Posted: Sun May 27, 2018 10:23 pm
by nathanj
Ok, that kind of makes sense.

I had noticed that @Racoon7 had mentioned them with Articy:Draft and I was wondering if it had something to do with 3rd party support.

One other thing mentioned in that post (and I realise now that I should have just posted in that thread) was how DS allowed you to " set link priority by changing the colour of the connections", this I assume is something else that is available through Articy:Draft and not a DS standalone feature? I don't really how this would be different from conditions but if there are ways for setting up more dynamic conversations I'm always interested in learning.

Thanks again,
Nathan

Re: Looking for an explanation of Locations

Posted: Mon May 28, 2018 6:53 am
by Racoon7
Hi nathanj,

yes, I was talking about articy:draft.

In the program, a location is a type of object you can create. It's intended as a sort of draft of a game map/level. Dialogue System imports the name and description (+ custom additional data) which can be used – for example – in an in-game world map, or to set up the level when it loads.
Locations
Image

The data about the location object get imported.

Image
The link priority actually is a DS standalone feature which is not present in articy:draft. When there are multiple NPC responses to choose from, DS picks the one with the highest priority of its link. Articy doesn't have this (it picks the topmost response), so changing the colour of connections is simply a way to notify the Articy→DS converter to give a certain connection (link) a higher priority.
Priority
Image
Inside the Dialogue Editor in Unity, you simply click on a link and select the priority you want from a popup.

As far as I know, you can't tell a link's priority just by looking at the graph itself, you have to click on the link to find out.

Image

Priorities are great alongside conditions. They make it much easier to add lines of dialogue which shouldn't be said until every other reply has been exhausted, or when you want something else to override regular conversation. You can technically replace this with conditions, but that would require many one-time variables you'd have to needlessly micromanage.

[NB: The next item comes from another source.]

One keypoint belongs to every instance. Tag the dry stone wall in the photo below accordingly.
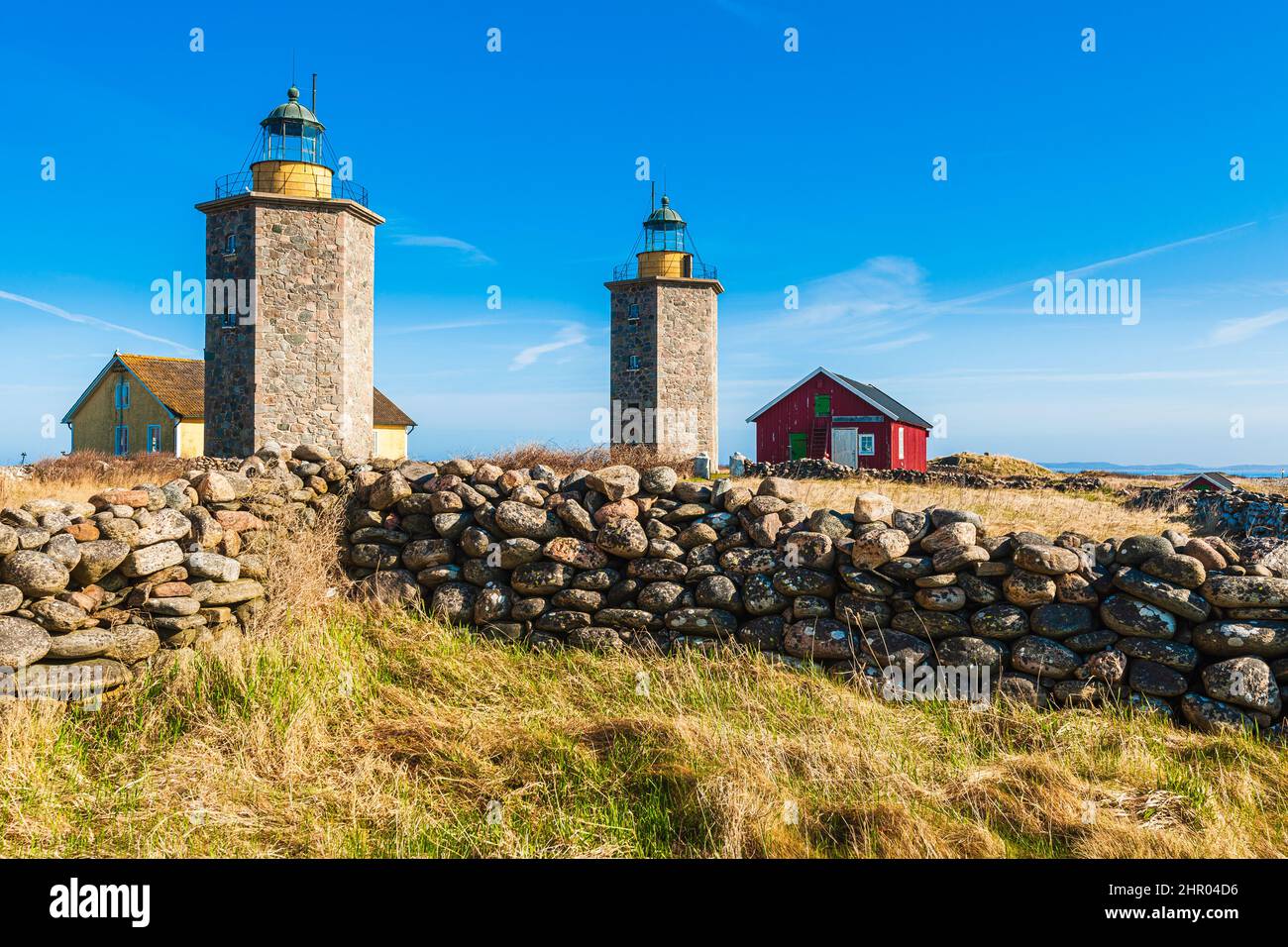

E.g. it's easier to set link's priority to Low than to use a condition like "Reply1Used && Reply2Used && Reply3Used".
Priority example
Here's a conversation template I use. When meeting a character for the first time, I want to trigger some kind of introduction (Above Normal priority). The second time you talk to the same character, the regular conversation is used.

Image
In the future, I might want to add some kind of emergency dialogue line with High priority which should always override everything else.
For example, if the character's hometown started burning, they'd certainly not use their regular dialogue line "Oh, jolly good morning, my good fellow!" but "Help! My house is on fire!".
You could also cause something to make the character hate you, which should also take precedence.

Without using priorities, the regular conversation would now probably have to use:
Variable["CharacterMet"] == true &&
Variable["CityBurning"] == false &&
Variable["CharacterHate"] == false &&
Variable["CharacterLove"] == false
as a condition.

Can you see the benefit of the priorities now? ;)

Re: Looking for an explanation of Locations

Posted: Tue May 29, 2018 6:14 am
by nathanj
@Racoon7

Thank you for the extremely detailed and thoughtful response. I was completely unaware of the link priority functionality and your explanation has completely sold it!

As soon as I clicked on the link and saw the priority panel I had to facepalm my dumb face because it is so obvious.